Roy, the letter carrier protagonist of Norwegian director Pol Sletaune's engaging debut, Budbringeren (Junk Mail), makes one of the strangest movie entrances in recent memory. When we first see him, he's jumping up and down like a puppy begging for a treat while his supervisor holds a box of cigarettes just out of reach. When Roy finally gets the box, he discovers it's empty. It's this sort of cruel joke that dogs Roy throughout his mail route, his nightly dinners of canned spaghetti, and his whole bleary existence. We're meant to laugh at him; that's easy given that Roy can't even get mugged -- unless it's by a sinister version of the Three Stooges.

At first Roy seems like a loser in, say, a Coen brothers film -- a guy who can't escape the institutional green paint of his surroundings any more than he get away from the gloom and dreariness of his emotional life. But Roy is no mere hapless drone who lives and works in an unidentified Norwegian town. Rather he's the puppet of bizarre cosmic forces. The surprise lurking in Junk Mail -- which has already claimed First Prize, International Critics Week, at the 1997 Cannes Film Festival and is Norway's entry for Best Foreign Language Film at the upcoming Academy Awards -- is that Sletaune's story is not just another slacker fable; it's an oddball vision of a repulsive universe with a sweet candy center.

Despite his dismal lifestyle, Roy does have his diversions. He steals mail and reads it, then returns it soiled and torn. He throws letters away. One day he picks up the keys a woman has left in her mailbox and lets himself into her apartment. Here he not only interrupts her plans for the evening but walks into an intrigue. The woman, it seems, is mixed up in a caper that's gone wrong. Roy can't resist shadowing her to find out more. The result is a picaresque black comedy that involves, among other things, one of the strangest karaoke renditions of "Born to Be Wild" that you'd ever want to see.
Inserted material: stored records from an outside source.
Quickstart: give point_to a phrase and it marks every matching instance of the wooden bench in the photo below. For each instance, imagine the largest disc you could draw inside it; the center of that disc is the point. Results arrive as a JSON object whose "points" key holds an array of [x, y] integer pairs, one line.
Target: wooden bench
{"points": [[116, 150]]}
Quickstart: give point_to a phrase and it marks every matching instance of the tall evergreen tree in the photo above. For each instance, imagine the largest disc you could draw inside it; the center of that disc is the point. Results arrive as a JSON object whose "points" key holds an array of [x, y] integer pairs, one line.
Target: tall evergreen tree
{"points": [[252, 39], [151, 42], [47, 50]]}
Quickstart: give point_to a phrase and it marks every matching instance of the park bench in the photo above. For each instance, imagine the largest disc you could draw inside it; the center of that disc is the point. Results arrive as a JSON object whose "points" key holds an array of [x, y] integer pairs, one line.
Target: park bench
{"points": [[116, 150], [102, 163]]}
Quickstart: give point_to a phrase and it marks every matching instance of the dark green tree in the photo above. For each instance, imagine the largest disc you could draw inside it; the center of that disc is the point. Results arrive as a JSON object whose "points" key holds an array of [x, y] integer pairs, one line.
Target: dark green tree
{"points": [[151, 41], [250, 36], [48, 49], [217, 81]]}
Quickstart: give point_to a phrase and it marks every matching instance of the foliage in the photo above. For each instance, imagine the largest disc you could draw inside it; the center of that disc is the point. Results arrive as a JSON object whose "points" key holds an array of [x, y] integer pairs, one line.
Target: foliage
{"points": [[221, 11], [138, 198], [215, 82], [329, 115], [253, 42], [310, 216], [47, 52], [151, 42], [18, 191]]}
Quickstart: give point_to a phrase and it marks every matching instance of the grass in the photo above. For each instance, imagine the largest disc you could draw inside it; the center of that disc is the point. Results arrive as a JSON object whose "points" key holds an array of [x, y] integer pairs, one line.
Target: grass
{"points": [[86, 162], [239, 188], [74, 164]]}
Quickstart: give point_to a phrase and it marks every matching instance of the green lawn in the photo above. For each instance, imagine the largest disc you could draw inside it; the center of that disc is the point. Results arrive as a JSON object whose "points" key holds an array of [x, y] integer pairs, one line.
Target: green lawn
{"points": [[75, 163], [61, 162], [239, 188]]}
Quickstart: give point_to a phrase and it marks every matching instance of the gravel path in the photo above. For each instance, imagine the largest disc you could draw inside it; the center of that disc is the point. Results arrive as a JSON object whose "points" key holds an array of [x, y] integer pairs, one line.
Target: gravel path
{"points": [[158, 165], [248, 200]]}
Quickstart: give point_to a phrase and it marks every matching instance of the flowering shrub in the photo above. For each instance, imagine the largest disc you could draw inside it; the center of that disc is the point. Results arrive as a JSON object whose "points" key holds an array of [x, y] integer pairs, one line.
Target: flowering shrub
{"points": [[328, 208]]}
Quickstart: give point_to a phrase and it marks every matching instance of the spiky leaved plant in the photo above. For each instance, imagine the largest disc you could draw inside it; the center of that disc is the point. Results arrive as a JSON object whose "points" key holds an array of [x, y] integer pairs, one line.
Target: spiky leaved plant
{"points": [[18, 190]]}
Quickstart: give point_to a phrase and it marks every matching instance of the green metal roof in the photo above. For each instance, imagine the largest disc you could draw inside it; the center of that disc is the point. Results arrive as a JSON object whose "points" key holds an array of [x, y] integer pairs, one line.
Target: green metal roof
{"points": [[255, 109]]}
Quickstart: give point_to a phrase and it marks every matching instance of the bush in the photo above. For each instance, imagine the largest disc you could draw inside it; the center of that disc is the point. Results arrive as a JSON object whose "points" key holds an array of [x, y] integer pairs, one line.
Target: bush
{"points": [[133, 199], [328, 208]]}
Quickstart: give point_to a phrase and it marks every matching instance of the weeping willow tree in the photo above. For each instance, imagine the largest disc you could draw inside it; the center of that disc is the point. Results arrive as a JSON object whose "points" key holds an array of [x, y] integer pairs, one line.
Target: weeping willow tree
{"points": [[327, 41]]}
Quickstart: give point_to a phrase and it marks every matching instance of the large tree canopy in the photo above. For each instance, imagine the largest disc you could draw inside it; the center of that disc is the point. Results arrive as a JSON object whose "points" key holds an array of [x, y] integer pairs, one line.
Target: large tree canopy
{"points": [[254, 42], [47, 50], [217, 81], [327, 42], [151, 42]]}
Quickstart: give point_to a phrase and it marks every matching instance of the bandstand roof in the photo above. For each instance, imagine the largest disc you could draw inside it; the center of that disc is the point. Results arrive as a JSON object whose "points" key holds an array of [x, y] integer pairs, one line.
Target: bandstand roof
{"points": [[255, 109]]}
As a debut feature film, Junk Mail is more than a little charming. Sletaune isn't afraid to make his hero a spiteful misfit and then expect us to cheer for him. The world Roy lives in isn't just mean -- it physically menaces him with blood, barf, and hallways painted the color of phlegm. As Roy, Robert Skj3/4rstad gives a deft performance, creating a character who seems to defy the ineptness of his entire existence. As Line, the woman Roy stalks, Andrine S3/4ther is both wily and childlike at the same time.

But Junk Mail suffers from a pat and shallow ending. At its heart it's nothing more than a movie about a guy we're meant to applaud for stalking a girl, breaking into her apartment, and "saving" her from a bad situation. Gee, doesn't anyone meet at parties any more? Of course Sletaune and screenplay cowriter Jonny Halberg (with Sletaune) are not alone in this all-too-common filmmaking fantasy. In fact, conceived any other way, Roy would be the rare movie hero who doesn't become obsessed with the object of his desire and is later rewarded by following her around in inappropriate ways. Those of you who have never been stalked may well wonder, "What's the big deal?" Among other things, there's nothing about Line that convinces us she's meant for him, or that he's meant for her. And if we don't believe that, it doesn't matter what's in the mail. (Tuesday, February 3, 7 p.m.)